La présentation du projet de loi de financement de la sécurité sociale traduit ainsi la place quasi-exclusive qu'occupe l'évolution des comptes du régime général dans les préoccupations du Gouvernement . De fait, les mesures annoncées concernent toutes l'équilibre financier de ce régime.

Or, la loi de financement annuelle de la sécurité sociale a un objet plus large. La loi organique (Art. L.O. 111-3) dispose que, chaque année, cette loi :

" 1° - Approuve les orientations de la politique de santé et de sécurité sociale et les objectifs qui déterminent les conditions générales de l'équilibre financier de la sécurité sociale ;

" 2° - Prévoit, par catégorie, les recettes de l'ensemble des régimes obligatoires de base et des organismes créés pour concourir à leur financement ;

" 3° - Fixe, par branche, les objectifs de dépenses de l'ensemble des régimes obligatoires de base comptant plus de vingt mille cotisants actifs ou retraités titulaires de droits propres ;

" 4° - Fixe, pour l'ensemble des régimes obligatoires de base, l'objectif national de dépenses d'assurance maladie ;

" 5 - Fixe, pour chacun des régimes obligatoires de base visés au 3° ou des organismes ayant pour mission de concourir à leur financement qui peuvent légalement recourir à des ressources non permanentes, les limites dans lesquelles ses besoins de trésorerie peuvent être couverts par de telles ressources.


Votre commission des Affaires sociales ne sous-estime pas le fait que le régime général représente les deux tiers des dépenses et des recettes de l'ensemble des régimes de sécurité sociale. Cependant, elle déplore l'approche faite du présent projet de loi qui conduit à occulter la situation des autres régimes alors que celle-ci justifierait une approche globale et approfondie.

Cette présentation contribue, ainsi, à centrer le débat parlementaire sur l'évolution du seul régime général, à faire l'impasse sur les réformes nécessaires de certains régimes spéciaux et conduit en définitive à une vision tronquée des comptes sociaux.

Ne seront abordés dans la présente partie que les aspects relatifs aux conditions de l'équilibre financier pour 1998 et à l'apurement de la dette sociale. On se reportera, pour les politiques de la famille, de la santé et de la vieillesse, aux rapports spécifiques qui leur sont consacrés.

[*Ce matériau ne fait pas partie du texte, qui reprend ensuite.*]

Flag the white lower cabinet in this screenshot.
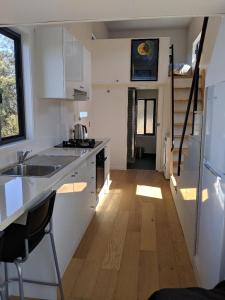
[53,162,94,273]
[10,146,110,300]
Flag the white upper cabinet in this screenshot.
[36,25,91,100]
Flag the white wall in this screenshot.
[0,23,105,168]
[206,18,225,86]
[91,86,128,169]
[109,28,187,63]
[187,16,221,69]
[89,38,170,170]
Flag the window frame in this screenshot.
[136,98,156,136]
[0,27,26,146]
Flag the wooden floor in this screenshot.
[10,170,196,300]
[60,170,196,300]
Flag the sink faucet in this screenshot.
[17,150,31,164]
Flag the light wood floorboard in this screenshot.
[10,170,196,300]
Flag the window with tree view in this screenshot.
[137,99,156,135]
[0,28,25,144]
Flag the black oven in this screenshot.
[96,149,107,195]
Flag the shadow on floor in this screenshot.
[127,154,156,170]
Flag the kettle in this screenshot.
[73,123,87,140]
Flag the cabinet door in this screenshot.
[35,26,65,99]
[88,155,97,212]
[53,172,81,273]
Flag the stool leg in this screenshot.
[4,263,9,300]
[15,261,24,300]
[49,232,64,300]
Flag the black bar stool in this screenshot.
[0,191,64,300]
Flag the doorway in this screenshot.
[127,88,158,170]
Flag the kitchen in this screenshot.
[0,2,224,299]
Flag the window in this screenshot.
[0,28,25,144]
[137,99,156,135]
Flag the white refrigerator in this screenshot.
[196,82,225,288]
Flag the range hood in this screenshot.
[73,89,89,101]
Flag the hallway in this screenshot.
[60,170,196,300]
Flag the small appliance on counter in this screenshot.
[73,123,88,140]
[55,139,102,148]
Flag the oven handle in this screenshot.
[98,156,108,161]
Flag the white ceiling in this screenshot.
[105,17,192,32]
[0,0,225,25]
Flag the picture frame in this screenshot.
[130,38,159,81]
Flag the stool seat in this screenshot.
[0,191,64,300]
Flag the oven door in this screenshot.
[96,149,107,195]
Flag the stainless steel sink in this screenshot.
[0,155,79,177]
[1,164,62,177]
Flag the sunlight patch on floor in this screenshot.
[180,188,197,201]
[136,185,162,199]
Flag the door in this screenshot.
[127,88,137,168]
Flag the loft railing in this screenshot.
[177,17,209,176]
[170,45,174,151]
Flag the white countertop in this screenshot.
[0,139,109,230]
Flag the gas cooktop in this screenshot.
[55,139,102,148]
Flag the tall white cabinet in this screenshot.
[35,25,91,100]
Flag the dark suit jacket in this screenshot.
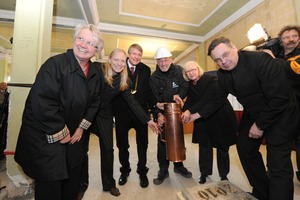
[113,62,153,123]
[91,63,150,143]
[214,51,299,143]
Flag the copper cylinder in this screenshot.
[164,103,186,162]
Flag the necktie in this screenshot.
[130,67,134,75]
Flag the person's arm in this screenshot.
[29,58,70,143]
[254,53,291,130]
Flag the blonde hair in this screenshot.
[103,49,129,91]
[182,61,204,81]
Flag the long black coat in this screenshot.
[15,50,100,181]
[183,74,238,147]
[217,51,299,143]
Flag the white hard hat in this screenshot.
[154,47,172,59]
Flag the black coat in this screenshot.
[15,50,100,181]
[216,51,299,143]
[91,63,150,143]
[183,74,238,147]
[113,62,153,120]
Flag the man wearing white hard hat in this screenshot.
[150,47,192,185]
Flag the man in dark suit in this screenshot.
[207,37,299,200]
[113,44,152,188]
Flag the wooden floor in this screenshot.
[0,130,300,200]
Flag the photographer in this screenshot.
[263,25,300,181]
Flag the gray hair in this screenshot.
[73,24,104,53]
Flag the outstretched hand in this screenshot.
[249,123,264,139]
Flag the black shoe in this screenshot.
[221,176,228,181]
[77,192,84,200]
[199,174,207,184]
[153,170,169,185]
[119,173,129,185]
[174,167,192,178]
[140,174,149,188]
[109,187,121,197]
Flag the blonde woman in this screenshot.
[88,49,158,196]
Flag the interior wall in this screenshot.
[201,0,299,70]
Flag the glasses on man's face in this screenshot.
[76,36,98,49]
[282,34,299,40]
[157,58,169,64]
[214,48,232,64]
[185,68,197,74]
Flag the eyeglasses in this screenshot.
[214,48,232,64]
[76,37,98,49]
[185,68,197,74]
[282,35,299,40]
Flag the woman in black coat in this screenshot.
[15,25,103,200]
[182,61,238,184]
[86,49,158,196]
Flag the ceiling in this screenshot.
[0,0,263,68]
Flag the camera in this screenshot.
[256,38,283,57]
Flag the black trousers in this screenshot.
[237,117,294,200]
[116,117,148,175]
[157,134,183,171]
[199,142,230,177]
[35,162,81,200]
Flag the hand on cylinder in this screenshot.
[173,94,184,107]
[156,102,165,110]
[147,119,161,134]
[70,128,83,144]
[181,110,191,123]
[59,133,71,144]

A. LES CONDITIONS GÉNÉRALES DE L'ÉQUILIBRE : UN EXERCICE ENCORE IMPARFAIT

Il convient d'observer en préambule que lors de l'examen du projet de loi en première lecture, l'Assemblée nationale a modifié la présentation du projet de loi de financement en réduisant le nombre de titres à trois au lieu de cinq figurant dans le projet de loi initial et en modifiant l'enchaînement des articles ayant trait aux " conditions générales de l'équilibre financier ".

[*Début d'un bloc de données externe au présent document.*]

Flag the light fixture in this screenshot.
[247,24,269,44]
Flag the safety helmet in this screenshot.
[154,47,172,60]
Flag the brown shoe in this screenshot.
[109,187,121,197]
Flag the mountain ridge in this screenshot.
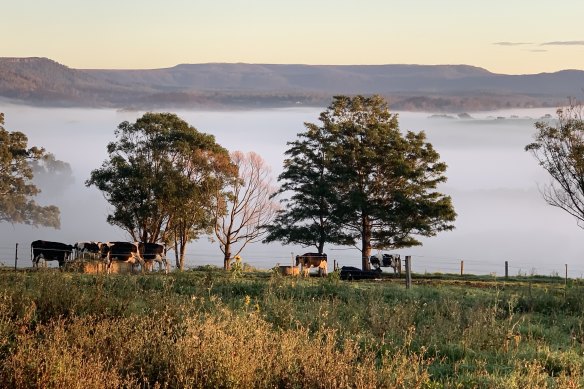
[0,57,584,111]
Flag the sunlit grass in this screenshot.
[0,268,584,388]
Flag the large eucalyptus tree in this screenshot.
[86,113,236,268]
[270,96,456,269]
[0,113,60,228]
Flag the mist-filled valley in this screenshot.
[0,104,584,277]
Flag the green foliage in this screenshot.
[0,113,60,229]
[264,123,353,254]
[267,96,456,266]
[525,102,584,226]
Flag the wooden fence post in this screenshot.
[14,243,18,271]
[406,255,412,289]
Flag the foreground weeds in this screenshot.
[0,269,584,388]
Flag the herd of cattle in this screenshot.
[296,253,401,279]
[30,240,401,277]
[30,240,170,273]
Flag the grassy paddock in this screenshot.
[0,268,584,388]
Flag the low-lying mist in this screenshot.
[0,104,584,277]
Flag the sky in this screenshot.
[0,0,584,74]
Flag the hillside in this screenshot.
[0,58,584,111]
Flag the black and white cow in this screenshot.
[296,253,328,276]
[100,242,144,273]
[139,242,170,274]
[30,240,73,267]
[73,241,100,257]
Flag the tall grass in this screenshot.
[0,269,584,388]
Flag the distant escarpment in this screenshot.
[0,58,584,112]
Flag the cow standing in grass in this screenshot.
[296,253,328,276]
[73,241,100,258]
[30,240,73,267]
[100,242,144,273]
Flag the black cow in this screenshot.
[139,242,170,274]
[100,242,144,273]
[30,240,73,267]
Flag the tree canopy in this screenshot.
[525,103,584,228]
[0,113,60,228]
[86,113,235,266]
[269,96,456,269]
[264,119,353,254]
[214,151,277,270]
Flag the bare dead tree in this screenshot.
[525,101,584,228]
[214,151,277,270]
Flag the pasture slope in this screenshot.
[0,267,584,388]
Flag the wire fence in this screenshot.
[0,244,584,278]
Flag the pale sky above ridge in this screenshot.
[0,0,584,74]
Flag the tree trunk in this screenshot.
[180,241,187,271]
[361,216,371,271]
[174,238,182,271]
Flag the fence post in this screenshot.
[14,243,18,271]
[406,255,412,289]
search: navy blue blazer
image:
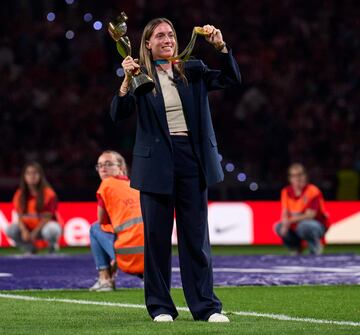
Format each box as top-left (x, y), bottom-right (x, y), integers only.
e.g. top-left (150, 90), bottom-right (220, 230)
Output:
top-left (110, 50), bottom-right (241, 194)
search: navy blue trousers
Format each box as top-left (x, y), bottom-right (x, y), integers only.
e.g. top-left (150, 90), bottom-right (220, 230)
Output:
top-left (140, 136), bottom-right (222, 320)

Présentation des dispositions du projet de loi de financement de la sécurité sociale pour 1998

Projet de loi initial

Projet de loi adopté par l'Assemblée Nationale

Titre I : Orientations et objectifs de la politique de santé et de sécurité sociale

Sans changement

Article premier (approbation du rapport annexé)

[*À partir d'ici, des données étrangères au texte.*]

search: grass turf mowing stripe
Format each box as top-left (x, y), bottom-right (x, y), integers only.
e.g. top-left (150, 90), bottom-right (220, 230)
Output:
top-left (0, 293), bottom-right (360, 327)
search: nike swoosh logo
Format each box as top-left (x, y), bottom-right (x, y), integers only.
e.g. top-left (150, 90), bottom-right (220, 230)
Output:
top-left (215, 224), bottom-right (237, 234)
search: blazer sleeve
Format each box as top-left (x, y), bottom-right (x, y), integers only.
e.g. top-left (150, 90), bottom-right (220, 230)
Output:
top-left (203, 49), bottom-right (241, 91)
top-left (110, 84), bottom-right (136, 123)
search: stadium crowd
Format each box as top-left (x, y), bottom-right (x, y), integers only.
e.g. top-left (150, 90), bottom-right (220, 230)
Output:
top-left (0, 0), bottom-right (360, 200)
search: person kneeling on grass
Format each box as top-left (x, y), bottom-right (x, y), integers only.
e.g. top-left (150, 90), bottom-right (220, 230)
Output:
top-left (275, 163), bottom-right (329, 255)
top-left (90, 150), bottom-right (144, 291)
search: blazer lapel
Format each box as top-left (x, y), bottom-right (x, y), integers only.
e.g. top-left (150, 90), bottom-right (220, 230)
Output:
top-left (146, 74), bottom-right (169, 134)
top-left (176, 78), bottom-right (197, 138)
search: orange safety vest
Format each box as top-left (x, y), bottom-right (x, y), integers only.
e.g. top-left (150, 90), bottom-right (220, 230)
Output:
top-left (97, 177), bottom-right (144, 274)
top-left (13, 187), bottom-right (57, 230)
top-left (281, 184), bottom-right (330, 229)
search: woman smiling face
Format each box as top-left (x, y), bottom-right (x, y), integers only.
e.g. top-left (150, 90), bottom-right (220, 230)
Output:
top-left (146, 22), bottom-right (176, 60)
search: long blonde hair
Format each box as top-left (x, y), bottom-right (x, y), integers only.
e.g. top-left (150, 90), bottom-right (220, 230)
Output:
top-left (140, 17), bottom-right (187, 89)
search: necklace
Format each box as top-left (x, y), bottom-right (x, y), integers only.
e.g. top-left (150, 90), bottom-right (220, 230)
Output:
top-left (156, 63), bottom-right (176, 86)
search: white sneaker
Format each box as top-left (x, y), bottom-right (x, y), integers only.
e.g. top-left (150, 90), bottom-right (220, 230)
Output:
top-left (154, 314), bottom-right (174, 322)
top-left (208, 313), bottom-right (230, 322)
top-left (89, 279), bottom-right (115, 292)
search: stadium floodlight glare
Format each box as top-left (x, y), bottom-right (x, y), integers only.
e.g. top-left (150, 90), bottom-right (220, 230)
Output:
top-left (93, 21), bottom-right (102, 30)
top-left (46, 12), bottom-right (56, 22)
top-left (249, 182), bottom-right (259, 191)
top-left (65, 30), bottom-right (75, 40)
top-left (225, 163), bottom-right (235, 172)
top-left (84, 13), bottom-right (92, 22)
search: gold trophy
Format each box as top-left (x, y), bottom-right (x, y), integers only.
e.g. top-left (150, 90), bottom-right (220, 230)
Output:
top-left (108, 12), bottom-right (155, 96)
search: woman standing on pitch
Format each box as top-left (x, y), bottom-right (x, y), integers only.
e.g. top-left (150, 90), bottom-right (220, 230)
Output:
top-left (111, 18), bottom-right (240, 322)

Titre II : Dispositions relatives aux ressources

Titre II : Dispositions relatives aux ressources

Articles 2 à 14

Articles 2 à 14

Titre III : Dispositions relatives aux conditions générales de l'équilibre financier

(division supprimée)

Article 15 (prévisions de recettes)

Article 15 (prévisions de recettes)

Article 16 (objectif de dépenses par branche)

Article 16 à 18 supprimés

Article 17 (ONDAM)

Article 18 (plafond d'avances de trésorerie)

Titre IV : Dispositions relatives aux dépenses

Titre IV : Dispositions relatives aux dépenses et à la trésorerie

Articles 19 à 23

Articles 19 à 23

Article 23 bis (objectif de dépenses par branche)

Article 23 ter (ONDAM)

Titre V : Dispositions diverses

(division supprimée)

Articles 24 et 25

Articles 24 et 25

Article 26 (plafond d'avances de trésorerie)

Sans lui donner la portée symbolique, ayant trait au respect des prérogatives du Parlement, que l'Assemblée nationale a, semble-t-il, souhaité, cette nouvelle présentation apparaît plus claire pour l'organisation de la discussion parlementaire : il apparaît logique que les objectifs de dépenses par branche figurent après les articles comportant des dispositions susceptibles de modifier ces objectifs et que l'article fixant le plafond des avances de trésorerie se situe in fine du projet de loi (article 26 nouveau) dès lors que ce plafond dépend de l'équilibre financier résultant des prévisions de recettes et des objectifs de dépenses mais également de l'impact de la reprise de dette prévue à l'article 25.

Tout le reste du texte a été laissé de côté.